Listen Deep to Subterranean Kinfrastructures




infrastructure, waterscapes, Sydney, deep listening, kin


This letter – addressed to the people of Sydney – contains an invitation. As a collection of reflections and thoughts it relates to four core ideas. (1) Urban undergrounds like tunnels, drains, and caverns, are vibrant and nourishing places. They are ecosystems and they are habitats. Undergrounds also present generous opportunities to consider parts of their city that are often made out-of-bounds.
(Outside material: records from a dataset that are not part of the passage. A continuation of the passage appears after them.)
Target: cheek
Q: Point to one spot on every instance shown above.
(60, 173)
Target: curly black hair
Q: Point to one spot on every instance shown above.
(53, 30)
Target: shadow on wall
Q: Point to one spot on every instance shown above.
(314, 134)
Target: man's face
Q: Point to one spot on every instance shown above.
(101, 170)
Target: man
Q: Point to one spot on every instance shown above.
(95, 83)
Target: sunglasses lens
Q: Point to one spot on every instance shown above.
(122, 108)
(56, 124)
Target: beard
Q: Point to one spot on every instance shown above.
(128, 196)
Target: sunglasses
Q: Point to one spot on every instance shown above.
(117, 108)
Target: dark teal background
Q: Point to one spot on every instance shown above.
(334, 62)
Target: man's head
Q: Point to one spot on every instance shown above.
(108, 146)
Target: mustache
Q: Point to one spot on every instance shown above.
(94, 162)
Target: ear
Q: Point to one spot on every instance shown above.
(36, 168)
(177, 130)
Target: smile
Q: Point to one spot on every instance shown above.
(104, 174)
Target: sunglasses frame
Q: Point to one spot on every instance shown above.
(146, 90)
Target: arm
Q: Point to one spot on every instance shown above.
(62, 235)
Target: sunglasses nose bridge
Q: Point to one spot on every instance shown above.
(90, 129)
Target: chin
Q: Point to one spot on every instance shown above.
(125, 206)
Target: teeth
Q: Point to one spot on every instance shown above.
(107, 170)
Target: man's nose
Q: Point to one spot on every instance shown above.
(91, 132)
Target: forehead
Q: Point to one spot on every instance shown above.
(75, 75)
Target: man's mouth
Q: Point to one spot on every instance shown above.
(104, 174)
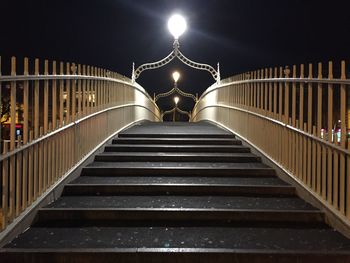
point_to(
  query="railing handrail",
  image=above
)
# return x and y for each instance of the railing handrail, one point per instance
(299, 121)
(274, 80)
(67, 126)
(9, 78)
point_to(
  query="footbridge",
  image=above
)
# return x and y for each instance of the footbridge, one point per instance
(261, 173)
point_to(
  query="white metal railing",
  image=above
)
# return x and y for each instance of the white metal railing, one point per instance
(300, 123)
(61, 112)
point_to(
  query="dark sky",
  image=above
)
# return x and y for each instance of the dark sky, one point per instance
(240, 34)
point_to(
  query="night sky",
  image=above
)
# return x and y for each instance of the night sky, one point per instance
(242, 35)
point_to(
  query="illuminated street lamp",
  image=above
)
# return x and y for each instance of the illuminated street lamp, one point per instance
(176, 76)
(176, 100)
(177, 25)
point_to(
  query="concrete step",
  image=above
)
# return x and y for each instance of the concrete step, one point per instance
(177, 169)
(67, 216)
(173, 157)
(141, 254)
(188, 244)
(180, 180)
(178, 141)
(176, 148)
(177, 135)
(177, 189)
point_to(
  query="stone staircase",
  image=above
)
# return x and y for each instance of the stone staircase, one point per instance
(178, 192)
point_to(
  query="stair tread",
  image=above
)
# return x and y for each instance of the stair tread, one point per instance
(182, 202)
(179, 165)
(146, 154)
(141, 180)
(177, 139)
(248, 238)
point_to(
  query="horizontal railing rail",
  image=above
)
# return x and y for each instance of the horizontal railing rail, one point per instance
(52, 119)
(298, 121)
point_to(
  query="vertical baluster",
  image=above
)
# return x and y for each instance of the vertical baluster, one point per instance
(84, 82)
(68, 95)
(0, 103)
(294, 143)
(46, 97)
(36, 101)
(266, 93)
(79, 92)
(5, 187)
(61, 95)
(342, 171)
(329, 139)
(74, 92)
(261, 92)
(309, 127)
(286, 120)
(258, 95)
(50, 162)
(280, 95)
(30, 169)
(275, 86)
(18, 178)
(270, 76)
(54, 96)
(46, 125)
(25, 134)
(41, 164)
(13, 102)
(302, 142)
(314, 167)
(320, 176)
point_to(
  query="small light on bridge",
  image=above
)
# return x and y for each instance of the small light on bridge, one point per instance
(177, 25)
(176, 76)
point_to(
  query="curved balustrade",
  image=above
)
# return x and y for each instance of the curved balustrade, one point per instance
(60, 116)
(298, 121)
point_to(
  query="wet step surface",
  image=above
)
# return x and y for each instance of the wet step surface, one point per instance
(169, 130)
(178, 192)
(210, 202)
(250, 238)
(185, 141)
(204, 180)
(176, 148)
(173, 157)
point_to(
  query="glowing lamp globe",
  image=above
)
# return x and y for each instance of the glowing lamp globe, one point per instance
(177, 25)
(176, 76)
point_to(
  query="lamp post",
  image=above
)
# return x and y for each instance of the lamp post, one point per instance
(176, 100)
(176, 76)
(177, 26)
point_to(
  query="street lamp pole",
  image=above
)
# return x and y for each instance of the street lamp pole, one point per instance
(177, 26)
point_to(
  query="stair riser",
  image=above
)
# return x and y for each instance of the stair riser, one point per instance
(157, 158)
(171, 255)
(210, 215)
(188, 190)
(121, 148)
(100, 171)
(177, 142)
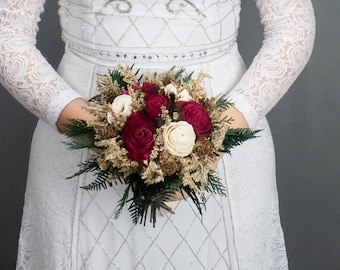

The cultural richness of the subterranean city can evoke a profound kind of connection for a city’s people. (2) I affirm that people can connect more meaningfully to a city by engaging in processes of listening to their city. More specifically, I refer to the practice of ‘deep listening’ to undergrounds. (3) Enacting this sonic connection can be mediated by planning that responds to the ‘cry for the right to the city’. (4) The infrastructures that thread into and amongst undergrounds often provide opportunities for nonhuman life to thrive and is so doing necessitate responsibility for humans to care for these infrastructures as kin especially when they are damaged by pollution or degradation. Water flows underneath cities. It flows through gutters into drains, pipes, and canals. It flows, often unseen, and even more often with voices unheard. This letter prompts stillness and reflection of these voices.

Author Biography

Taylor Coyne, University of New South Wales

I am a Human Geographer, PhD candidate, Sessional Lecturer and Tutor in the Environment and Society Group at the University of New South Wales, Sydney Australia. Drawing on urban political ecology and environmental history my work seeks to understand how waters are known, placed and heard. Through my work, I explore the relationships between water, sound, urban design, knowledges, and justice across metropolitan Sydney. I have a strong focus on urban water and so am interested in flooding in cities, in particular those that have emerged through settler-colonial projects. I see my work at being at the intersection of urban geography, environmental history, urban design and settler-colonial studies. Across all of these is the enduring presence of water.